Most internet marketers who have been in the business for more than a year will be familiar with Technorati, a curated directory of blogs that eventually stretched into the hundreds of thousands. A mainstay resource for several years for those involved in online PR and content-based digital marketing, on the 29th of May 2014 Technorati permanently closed the directory to pursue other ventures. Whilst this was quite a loss for those aware of the potential of Technorati for sourcing high-quality publications for outreach, it is possible to partially recover the directory’s entries using a popular web-based tool.
Introducing the Wayback Machine
Popular with search marketers for a variety of reasons, particularly with regards to broken link building and domain research, the Wayback machine can also be used to gain access to previous versions of Technorati’s index which are not otherwise publicly available. Whilst not all of the pages of the directory will be indexed by the Wayback Machine’s crawlers, most of the directory’s categories should have a reasonable number of pages which can still be accessed.
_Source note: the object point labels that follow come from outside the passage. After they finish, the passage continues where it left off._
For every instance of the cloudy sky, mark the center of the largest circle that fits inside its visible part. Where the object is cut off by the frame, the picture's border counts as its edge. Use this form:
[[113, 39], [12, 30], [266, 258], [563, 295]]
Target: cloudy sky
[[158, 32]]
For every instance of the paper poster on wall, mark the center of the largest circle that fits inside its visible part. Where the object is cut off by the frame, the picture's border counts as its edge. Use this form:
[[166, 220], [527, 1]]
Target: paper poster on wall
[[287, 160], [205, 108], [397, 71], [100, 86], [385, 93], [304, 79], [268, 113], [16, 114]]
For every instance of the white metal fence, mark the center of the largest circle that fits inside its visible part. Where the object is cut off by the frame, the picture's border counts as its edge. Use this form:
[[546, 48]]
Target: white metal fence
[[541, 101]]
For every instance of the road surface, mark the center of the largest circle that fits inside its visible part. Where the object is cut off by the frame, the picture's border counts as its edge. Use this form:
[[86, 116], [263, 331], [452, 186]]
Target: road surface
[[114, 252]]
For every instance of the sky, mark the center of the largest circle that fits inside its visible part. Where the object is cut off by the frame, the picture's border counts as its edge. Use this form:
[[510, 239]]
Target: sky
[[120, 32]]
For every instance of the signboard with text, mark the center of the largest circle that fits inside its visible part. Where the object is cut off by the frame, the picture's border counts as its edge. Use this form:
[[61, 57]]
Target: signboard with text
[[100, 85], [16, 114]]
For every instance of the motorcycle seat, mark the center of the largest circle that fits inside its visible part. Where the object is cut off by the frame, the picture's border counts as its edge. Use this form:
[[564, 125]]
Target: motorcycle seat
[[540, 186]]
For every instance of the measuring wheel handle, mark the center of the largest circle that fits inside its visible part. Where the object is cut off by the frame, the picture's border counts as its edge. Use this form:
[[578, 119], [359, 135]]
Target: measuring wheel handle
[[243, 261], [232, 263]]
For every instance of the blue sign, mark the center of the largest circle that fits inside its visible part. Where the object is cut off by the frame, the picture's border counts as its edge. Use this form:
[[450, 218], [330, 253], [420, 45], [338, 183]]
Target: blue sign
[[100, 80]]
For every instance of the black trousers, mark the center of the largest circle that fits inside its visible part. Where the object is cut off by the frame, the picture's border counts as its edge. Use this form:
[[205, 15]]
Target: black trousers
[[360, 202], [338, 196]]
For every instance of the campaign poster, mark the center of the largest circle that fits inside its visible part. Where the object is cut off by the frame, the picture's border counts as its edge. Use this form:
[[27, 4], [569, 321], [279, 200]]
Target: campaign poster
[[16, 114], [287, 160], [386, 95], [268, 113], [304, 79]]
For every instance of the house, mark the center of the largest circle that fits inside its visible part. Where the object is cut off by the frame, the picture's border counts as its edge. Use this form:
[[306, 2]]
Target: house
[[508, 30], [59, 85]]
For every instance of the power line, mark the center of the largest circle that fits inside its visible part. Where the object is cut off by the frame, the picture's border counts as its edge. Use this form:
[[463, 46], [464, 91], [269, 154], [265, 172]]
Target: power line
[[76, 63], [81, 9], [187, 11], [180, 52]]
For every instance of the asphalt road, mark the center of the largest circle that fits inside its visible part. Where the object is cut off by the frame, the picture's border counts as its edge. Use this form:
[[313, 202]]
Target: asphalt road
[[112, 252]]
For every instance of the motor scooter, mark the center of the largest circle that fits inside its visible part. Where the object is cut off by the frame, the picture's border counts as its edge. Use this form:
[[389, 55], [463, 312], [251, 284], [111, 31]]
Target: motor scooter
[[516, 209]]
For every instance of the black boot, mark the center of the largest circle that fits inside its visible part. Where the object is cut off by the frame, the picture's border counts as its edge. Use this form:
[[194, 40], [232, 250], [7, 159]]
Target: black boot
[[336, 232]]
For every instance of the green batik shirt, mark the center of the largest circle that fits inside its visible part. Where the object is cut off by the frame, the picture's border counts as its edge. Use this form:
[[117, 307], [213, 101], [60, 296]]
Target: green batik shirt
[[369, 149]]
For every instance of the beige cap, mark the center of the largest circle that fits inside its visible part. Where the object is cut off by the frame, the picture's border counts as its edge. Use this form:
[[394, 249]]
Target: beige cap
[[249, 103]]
First, we’re going to visit the old homepage of the directory
This is the last saved version of the directory before it was closed. From here, we can navigate to the subcategories and select the specific ‘niche’ of blogs that interests us. Technorati orders its sites by authority, and the sites displayed on the first pages will typically be the more powerful ones.
From here, it’s a simple matter of exploring which domains may be of interest. Bear in mind that any copied/opened URLS will be in the archive.org format, as above, so you’ll need to put them in excel and use ‘text to columns’ to separate the website addresses from the archive ones. A browser tab copying add-on may come in useful here.
Scaling the process - Using Scrapebox to assemble a list of outreach prospects
Extracting domains en masse from the archive of Technorati can take a little while to set up, but it is well worth it for the end result. Although it would be possible to set up data extraction with a custom-built scraper, it’s relatively easy to do so with the cheap, effective ‘Swiss army knife’ of SEO, Scrapebox. Historically not well regarded by a large section of the search marketing community due to its comment spam connotations, it would be a misconception to assume that scrapebox is purely a ‘black-hat’ tool. In the right hands, it can be used for a great number of tasks far more appropriate to the modern day marketer. For a one-off fee of $97 (less with one of the discount codes available) you can gain access to a tool that:
· Allows you to conduct keyword research across Google, Amazon, Youtube, and others
· Has advanced list management features to assist with managing large lists of domains
· Enables batch checking of links for 404 errors, expired domains, and more
· Is able to source Creative Commons images in bulk for content-based projects
· Can be very effectively used for broken link building
· Is able to bulk check social metrics, Moz Page and domain authority, as well as Google cache dates and index found/missing statuses
· For a small amount extra, it is possible to use scrapebox as a rank tracker by purchasing the rank tracker add on. Whilst not as full-featured as dedicated rank tracking software, it is nevertheless a cost-effective investment.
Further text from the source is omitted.